In [1]:
# Import Libraries and Dependencies
import pandas as pd
import numpy as np
import matplotlib.pyplot as plt
import seaborn as sns  
from sklearn.model_selection import train_test_split    # To split the dataset into train and test sets
from sklearn.preprocessing import StandardScaler, OneHotEncoder, LabelEncoder   # For scaling and encoding categorical variables
from sklearn.compose import ColumnTransformer           # To apply transformers to specific columns
from sklearn.impute import SimpleImputer                # For handling missing data
from sklearn.ensemble import RandomForestClassifier     # Random Forest Classifier
from sklearn.linear_model import LogisticRegression     # Logistic Regression
from sklearn.svm import SVC                            # Support Vector Classifier
from sklearn.metrics import accuracy_score, confusion_matrix, classification_report, roc_auc_score # For evaluating the model
import joblib
from xgboost import XGBClassifier

In [3]:
#read in the disease_sypmtoms.csv file
disease_df = pd.read_csv('Resources/disease_symptoms.csv')

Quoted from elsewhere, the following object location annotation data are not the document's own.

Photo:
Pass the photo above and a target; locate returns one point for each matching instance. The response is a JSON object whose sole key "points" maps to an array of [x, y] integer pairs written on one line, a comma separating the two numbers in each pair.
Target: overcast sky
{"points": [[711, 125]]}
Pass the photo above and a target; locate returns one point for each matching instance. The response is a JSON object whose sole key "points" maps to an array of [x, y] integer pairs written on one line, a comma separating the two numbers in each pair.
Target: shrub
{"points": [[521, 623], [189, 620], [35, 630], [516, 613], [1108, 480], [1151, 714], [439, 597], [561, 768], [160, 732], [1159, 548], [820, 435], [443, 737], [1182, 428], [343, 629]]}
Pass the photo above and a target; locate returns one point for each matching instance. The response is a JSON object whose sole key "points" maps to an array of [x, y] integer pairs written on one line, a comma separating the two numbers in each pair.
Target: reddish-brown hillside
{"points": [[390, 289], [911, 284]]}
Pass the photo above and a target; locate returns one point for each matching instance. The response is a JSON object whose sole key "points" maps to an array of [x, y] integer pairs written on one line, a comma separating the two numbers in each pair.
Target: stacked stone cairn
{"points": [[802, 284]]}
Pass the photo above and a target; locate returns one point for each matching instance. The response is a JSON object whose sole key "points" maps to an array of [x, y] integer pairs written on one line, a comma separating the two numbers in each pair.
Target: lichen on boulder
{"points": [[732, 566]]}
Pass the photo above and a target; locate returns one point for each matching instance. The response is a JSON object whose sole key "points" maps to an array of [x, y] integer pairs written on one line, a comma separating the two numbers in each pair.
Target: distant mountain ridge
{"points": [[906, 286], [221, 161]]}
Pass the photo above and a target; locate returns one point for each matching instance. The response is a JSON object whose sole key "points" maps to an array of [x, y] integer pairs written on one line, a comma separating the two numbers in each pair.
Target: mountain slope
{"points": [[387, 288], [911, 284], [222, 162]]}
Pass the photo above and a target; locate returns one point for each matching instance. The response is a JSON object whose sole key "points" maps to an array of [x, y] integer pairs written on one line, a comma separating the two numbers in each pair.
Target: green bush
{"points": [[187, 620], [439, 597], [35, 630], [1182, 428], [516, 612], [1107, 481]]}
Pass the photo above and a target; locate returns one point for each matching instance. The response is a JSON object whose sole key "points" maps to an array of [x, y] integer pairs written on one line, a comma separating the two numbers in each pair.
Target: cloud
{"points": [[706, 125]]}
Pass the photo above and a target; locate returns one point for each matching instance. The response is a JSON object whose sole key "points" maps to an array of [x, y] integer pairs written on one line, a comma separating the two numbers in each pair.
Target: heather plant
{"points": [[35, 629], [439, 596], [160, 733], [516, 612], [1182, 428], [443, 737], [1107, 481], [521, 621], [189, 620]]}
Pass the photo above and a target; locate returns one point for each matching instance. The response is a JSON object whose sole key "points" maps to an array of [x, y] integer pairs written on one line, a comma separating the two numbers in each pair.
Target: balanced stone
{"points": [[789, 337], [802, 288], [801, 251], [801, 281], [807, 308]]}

#display the first 5 rows of the dataframe
disease_df.head()

FileNotFoundError: [Errno 2] No such file or directory: 'Resources/disease_symptoms.csv'

In [None]:
#drop nulls in the disease_df dateframe
disease_df = disease_df.dropna()

In [None]:
#list the number of columns and rows in the dataframe
disease_df.shape

(108, 2)

In [None]:
#check the data types of the columns in the dataframe
disease_df.dtypes

Disease     object
Symptoms    object
dtype: object

In [None]:
disease_df.describe()

Unnamed: 0,Disease,Symptoms
count,108,108
unique,108,107
top,Yeast Infection,"pain, vaginal discharge, burning sensation, it..."
freq,1,2


In [None]:
disease_df.info()   

<class 'pandas.core.frame.DataFrame'>
RangeIndex: 108 entries, 0 to 107
Data columns (total 2 columns):
 #   Column    Non-Null Count  Dtype 
---  ------    --------------  ----- 
 0   Disease   108 non-null    object
 1   Symptoms  108 non-null    object
dtypes: object(2)
memory usage: 1.8+ KB


In [None]:
#rename Disease column to Prognosis
disease_df.rename(columns = {'Disease': 'Prognosis'}, inplace = True)
disease_df.head()

Unnamed: 0,Prognosis,Symptoms
0,Malaria,"fever, headache, weakness, cough, vomiting"
1,Flu,"fever, headache, runny nose, muscle aches, fat..."
2,Measles,"fever, red rash, conjunctivitis, cough, rhinitis"
3,Pneumonia,"sputum production, fever, chest pain, cough, c..."
4,Tinnitus,"hissing, buzzing, clicking, roaring, ringing i..."


In [None]:
# Step 1: Split Symptoms into separate rows
disease_df['Symptoms'] = disease_df['Symptoms'].str.split(', ')  # Convert string to list
disease_df = disease_df.explode('Symptoms')  # Create separate rows for each symptom

# Step 2: Reset index to keep the structure intact
disease_df.reset_index(drop=True, inplace=True)
disease_df.tail()   

Unnamed: 0,Prognosis,Symptoms
506,Whiplash,neck pain
507,Yeast Infection,pain
508,Yeast Infection,vaginal discharge
509,Yeast Infection,burning sensation
510,Yeast Infection,itching


In [None]:
## Split Symptoms column into separate rows while keeping Prognosis intact
# disease_df = disease_df.set_index(['Prognosis']).stack().str.split(',', expand=True).stack().unstack(-2).reset_index(-1, drop=True).reset_index()
# disease_df.head()

In [None]:
# #split up the Syptoms column into individual columns
# disease_df = disease_df.join(disease_df['Symptoms'].str.split(',', expand=True).add_prefix('Symptom_')) 
# disease_df.head()

In [None]:
#make the Symptoms columns into a list  
# disease_df['Symptoms'] = disease_df['Symptoms'].str.split(',')

In [None]:
# #one hot encode the Sypmtoms column
# disease_df = pd.get_dummies(disease_df, columns=['Symptoms'])
# disease_df.head()

In [None]:
#read in the Symptom2Disease.csv file
symptom_to_disease_df = pd.read_csv('Resources/Symptom2Disease.csv')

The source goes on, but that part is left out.